BY FRANCESCA LEWIS
I am always trying to crowbar a queer feminist reading into every morsel of popular culture I consume. Imagine my surprise when I decided to turn my lens on new Netflix series “Orange is the New Black”, only to find that my trusty crowbar was no good here. There are many reasons I feel that way: Not only is the show populated by women, it is also about women. Never has a show passed the Bechdel Test with such monumental flying colors. The only other example that comes to mind, Showtime’s “The L Word,” mainly passes on a technicality – there are very few men in the lesbian utopia that is fictionalized gay LA. What’s interesting about OITNB is that there are many male characters and many women who like men. However, the majority of conversations between these women are focused on their identities, their hopes, their fears and, most significantly, their relationships. The show puts female camaraderie at front and center, which is refreshing and, hopefully, precedent setting.
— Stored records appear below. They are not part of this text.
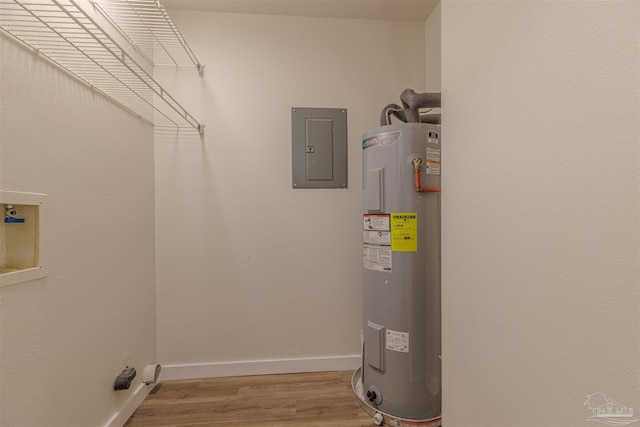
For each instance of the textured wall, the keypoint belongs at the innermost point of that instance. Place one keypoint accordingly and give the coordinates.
(248, 268)
(540, 210)
(64, 338)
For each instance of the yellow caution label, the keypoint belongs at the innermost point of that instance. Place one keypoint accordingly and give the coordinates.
(404, 232)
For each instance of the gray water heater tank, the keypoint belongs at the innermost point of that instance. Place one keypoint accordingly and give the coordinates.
(401, 363)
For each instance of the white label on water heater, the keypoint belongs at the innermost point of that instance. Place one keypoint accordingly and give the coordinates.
(398, 341)
(376, 237)
(433, 161)
(378, 222)
(377, 258)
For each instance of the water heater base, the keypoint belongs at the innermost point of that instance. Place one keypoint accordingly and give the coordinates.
(390, 420)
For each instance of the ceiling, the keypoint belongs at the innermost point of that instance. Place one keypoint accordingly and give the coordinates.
(396, 10)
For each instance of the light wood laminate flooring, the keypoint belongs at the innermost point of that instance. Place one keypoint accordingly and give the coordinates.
(309, 399)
To say that the show contains a lot of diversity is a laughable understatement up there with “Ellen is funny” and “Portia is beautiful.” Television has come a long way (at least on cable) in terms of diversity, with Showtime’s “Homeland” featuring a woman with a mental health condition as its extremely competent protagonist and HBO’s “True Blood” consistently making sure at least three persons of color are in the main cast of every season. OITNB, however, takes diversity to a new level. Its large ensemble cast has a varied list of ethnic and cultural backgrounds, reminding us that there are many different manifestations of “black”, “white” or “Hispanic”, as well as a number of sexually fluid and queer characters, similarly diverse in their representation. It is also the first high profile show to feature a trans woman played by an actual trans woman, a milestone that feels woefully overdue. Not to mention the show’s reflection of every different economical background imaginable.